Issues like this expose just how dependent the open source projects are upon revenue from other sources, usually hardware sales. Sun made its money from selling servers, and it often excused open source as a way to make the servers more desirable. Oracle has always embraced many hardware platforms, and it's not clear that Sun's legacy hardware business can grow very much. Google is driven by advertising revenue, and perhaps the Android phones exist to ensure that Google can continue to remain useful when people use their phones to access the Web.
When open source advocates proudly talk about programmers who are paid to contribute, they're often talking about programmers who are paid by hardware companies. Most of the Linux kernel development is supported by the hardware companies. The kernel developers may be coveted by these chip manufacturers who want to be sure that they can keep some of the Linux market, but the developers are nothing more than mercenaries.
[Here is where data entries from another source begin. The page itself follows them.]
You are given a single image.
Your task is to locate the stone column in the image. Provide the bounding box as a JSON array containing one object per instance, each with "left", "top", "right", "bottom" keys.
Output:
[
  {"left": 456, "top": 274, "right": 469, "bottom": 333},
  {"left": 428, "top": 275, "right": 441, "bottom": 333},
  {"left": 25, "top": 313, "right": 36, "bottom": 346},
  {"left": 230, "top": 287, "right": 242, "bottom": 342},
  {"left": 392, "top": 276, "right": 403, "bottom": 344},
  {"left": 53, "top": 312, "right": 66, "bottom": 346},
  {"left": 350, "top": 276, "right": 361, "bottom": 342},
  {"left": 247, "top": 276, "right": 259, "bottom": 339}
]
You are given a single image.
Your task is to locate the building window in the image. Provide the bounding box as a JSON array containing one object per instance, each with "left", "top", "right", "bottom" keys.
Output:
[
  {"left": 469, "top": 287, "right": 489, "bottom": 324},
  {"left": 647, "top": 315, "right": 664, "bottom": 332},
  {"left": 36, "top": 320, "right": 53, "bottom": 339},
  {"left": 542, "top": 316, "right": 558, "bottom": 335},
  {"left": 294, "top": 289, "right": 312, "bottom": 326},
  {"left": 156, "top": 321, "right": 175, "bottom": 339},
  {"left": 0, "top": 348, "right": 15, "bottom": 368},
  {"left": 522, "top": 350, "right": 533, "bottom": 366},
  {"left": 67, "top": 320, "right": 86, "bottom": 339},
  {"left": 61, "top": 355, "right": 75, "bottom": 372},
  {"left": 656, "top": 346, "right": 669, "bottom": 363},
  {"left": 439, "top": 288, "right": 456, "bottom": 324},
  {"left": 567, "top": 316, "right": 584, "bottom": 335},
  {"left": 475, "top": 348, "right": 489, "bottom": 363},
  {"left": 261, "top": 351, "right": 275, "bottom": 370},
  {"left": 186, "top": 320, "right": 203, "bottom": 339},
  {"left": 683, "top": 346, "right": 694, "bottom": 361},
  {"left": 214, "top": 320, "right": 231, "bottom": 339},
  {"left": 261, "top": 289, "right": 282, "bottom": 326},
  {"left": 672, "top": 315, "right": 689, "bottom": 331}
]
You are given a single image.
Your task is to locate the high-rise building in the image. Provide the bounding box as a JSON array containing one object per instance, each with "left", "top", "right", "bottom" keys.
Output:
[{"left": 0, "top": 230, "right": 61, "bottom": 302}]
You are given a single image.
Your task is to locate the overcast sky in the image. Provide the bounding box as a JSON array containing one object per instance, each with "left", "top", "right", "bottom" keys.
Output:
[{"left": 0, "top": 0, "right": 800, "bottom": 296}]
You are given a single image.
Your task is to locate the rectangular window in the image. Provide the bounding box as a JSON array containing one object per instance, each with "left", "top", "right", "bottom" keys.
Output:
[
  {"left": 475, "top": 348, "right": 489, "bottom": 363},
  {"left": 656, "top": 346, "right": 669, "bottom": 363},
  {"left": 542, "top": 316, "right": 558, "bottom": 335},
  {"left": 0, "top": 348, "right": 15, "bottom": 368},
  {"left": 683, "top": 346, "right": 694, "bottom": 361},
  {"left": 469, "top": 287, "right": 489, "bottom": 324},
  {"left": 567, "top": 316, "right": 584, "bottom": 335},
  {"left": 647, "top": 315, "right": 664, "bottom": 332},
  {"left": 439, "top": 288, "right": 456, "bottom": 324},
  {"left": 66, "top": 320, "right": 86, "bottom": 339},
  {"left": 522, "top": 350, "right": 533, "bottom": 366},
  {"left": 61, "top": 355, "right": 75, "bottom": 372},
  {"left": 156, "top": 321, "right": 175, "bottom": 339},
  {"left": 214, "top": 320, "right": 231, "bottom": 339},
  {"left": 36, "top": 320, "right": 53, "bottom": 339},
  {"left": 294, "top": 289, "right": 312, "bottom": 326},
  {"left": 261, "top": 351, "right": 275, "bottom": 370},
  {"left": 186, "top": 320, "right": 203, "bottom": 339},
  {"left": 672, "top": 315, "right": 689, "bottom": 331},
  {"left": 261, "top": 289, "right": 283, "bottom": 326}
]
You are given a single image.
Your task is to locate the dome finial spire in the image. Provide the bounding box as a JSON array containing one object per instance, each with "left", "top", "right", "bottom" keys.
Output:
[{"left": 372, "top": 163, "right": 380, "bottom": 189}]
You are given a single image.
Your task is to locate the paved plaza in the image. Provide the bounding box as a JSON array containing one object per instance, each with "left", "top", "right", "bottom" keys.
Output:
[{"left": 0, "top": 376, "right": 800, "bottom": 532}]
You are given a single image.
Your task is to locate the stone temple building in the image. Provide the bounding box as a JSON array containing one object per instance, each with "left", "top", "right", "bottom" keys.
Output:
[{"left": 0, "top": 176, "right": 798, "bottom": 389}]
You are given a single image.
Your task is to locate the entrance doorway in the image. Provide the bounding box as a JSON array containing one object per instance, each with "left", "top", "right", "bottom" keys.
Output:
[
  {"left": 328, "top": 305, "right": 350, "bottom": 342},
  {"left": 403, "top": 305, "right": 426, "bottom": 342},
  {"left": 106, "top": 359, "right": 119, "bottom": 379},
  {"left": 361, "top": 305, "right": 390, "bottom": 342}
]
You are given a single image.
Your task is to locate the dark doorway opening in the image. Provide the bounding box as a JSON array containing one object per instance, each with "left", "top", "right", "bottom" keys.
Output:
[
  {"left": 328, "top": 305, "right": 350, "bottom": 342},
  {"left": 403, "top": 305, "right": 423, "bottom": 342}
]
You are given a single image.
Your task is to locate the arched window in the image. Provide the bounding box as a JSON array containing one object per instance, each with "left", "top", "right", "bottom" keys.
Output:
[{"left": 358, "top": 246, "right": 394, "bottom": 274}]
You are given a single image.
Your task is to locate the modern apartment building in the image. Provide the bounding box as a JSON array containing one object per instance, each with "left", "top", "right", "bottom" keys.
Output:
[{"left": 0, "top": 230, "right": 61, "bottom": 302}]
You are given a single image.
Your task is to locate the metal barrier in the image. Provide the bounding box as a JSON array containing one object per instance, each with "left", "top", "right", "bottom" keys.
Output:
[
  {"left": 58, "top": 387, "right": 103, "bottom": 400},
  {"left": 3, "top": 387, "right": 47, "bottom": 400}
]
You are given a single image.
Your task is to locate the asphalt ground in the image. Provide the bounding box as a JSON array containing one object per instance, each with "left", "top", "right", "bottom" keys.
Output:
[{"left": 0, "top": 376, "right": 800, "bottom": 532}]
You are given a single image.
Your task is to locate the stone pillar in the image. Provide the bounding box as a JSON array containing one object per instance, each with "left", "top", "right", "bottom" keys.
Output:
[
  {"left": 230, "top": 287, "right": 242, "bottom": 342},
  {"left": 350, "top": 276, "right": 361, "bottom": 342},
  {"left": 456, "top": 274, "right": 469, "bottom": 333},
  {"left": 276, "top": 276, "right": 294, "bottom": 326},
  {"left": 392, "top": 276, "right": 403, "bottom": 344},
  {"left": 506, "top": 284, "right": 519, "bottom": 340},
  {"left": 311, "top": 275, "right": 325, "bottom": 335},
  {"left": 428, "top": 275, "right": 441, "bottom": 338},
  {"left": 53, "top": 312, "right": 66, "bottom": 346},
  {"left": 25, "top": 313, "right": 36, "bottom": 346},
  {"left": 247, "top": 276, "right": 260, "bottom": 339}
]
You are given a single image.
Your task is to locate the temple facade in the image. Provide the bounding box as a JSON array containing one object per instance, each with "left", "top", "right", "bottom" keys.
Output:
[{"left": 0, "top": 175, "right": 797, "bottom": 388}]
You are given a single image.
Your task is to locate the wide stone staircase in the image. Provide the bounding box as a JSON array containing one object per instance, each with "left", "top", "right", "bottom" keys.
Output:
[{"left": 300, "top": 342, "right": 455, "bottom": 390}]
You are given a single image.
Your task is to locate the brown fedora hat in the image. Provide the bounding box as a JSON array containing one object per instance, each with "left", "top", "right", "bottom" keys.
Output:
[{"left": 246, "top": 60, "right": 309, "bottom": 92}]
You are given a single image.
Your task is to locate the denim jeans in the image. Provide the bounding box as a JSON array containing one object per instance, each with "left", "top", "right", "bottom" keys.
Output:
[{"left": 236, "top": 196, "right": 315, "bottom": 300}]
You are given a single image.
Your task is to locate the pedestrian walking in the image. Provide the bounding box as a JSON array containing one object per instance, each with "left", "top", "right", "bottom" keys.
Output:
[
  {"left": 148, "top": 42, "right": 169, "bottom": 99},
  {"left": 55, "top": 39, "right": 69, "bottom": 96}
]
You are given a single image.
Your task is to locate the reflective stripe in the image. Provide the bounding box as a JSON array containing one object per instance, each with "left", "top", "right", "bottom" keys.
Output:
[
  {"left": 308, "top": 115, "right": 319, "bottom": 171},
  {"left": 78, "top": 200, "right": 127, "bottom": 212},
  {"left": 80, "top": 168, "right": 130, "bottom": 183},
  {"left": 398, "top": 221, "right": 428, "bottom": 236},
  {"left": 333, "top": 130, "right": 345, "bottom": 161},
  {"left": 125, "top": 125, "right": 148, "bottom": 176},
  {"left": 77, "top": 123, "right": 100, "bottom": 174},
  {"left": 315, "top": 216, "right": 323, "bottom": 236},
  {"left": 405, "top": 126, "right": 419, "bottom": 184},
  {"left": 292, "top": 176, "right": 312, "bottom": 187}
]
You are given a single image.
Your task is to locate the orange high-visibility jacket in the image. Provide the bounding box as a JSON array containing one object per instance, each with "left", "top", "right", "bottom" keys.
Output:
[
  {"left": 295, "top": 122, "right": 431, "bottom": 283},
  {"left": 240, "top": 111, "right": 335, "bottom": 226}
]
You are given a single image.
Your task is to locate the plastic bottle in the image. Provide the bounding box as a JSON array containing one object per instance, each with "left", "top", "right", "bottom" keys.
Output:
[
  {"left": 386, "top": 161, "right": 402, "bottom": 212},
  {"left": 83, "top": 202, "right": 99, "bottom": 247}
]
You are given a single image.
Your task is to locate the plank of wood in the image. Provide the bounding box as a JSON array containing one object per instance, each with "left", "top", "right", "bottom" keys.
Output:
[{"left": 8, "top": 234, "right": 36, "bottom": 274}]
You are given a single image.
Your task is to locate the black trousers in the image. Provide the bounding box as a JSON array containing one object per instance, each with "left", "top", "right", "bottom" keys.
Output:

Open source licenses pretty much ensure that the developers will remain ronin, the Japanese word for samurai who wander from warlord to warlord looking for a paycheck.
Indeed, Google's purchase of Motorola Mobility prompted many to note that Android's openness was limiting its success. Controlling the hardware and gaining the revenues from selling it is one easy way to support open source developers. Now Google will be able to earn something beyond nebulous ad revenues from the sale of an Android phone.
Linux and the other big open source projects stand in a strange place. They've achieved great influence and taken over larger and larger shares of the computing memespace, but they've never achieved the traditional economic power wielded by kings of proprietary software like Larry Ellison and Bill Gates.
This, of course, was always the point. Open source was to win the hearts and minds of the programmers by making everyone a full partner in the code. The trouble is that making everyone a full partner destroys the easiest lever for strong-arming the users into paying for the development.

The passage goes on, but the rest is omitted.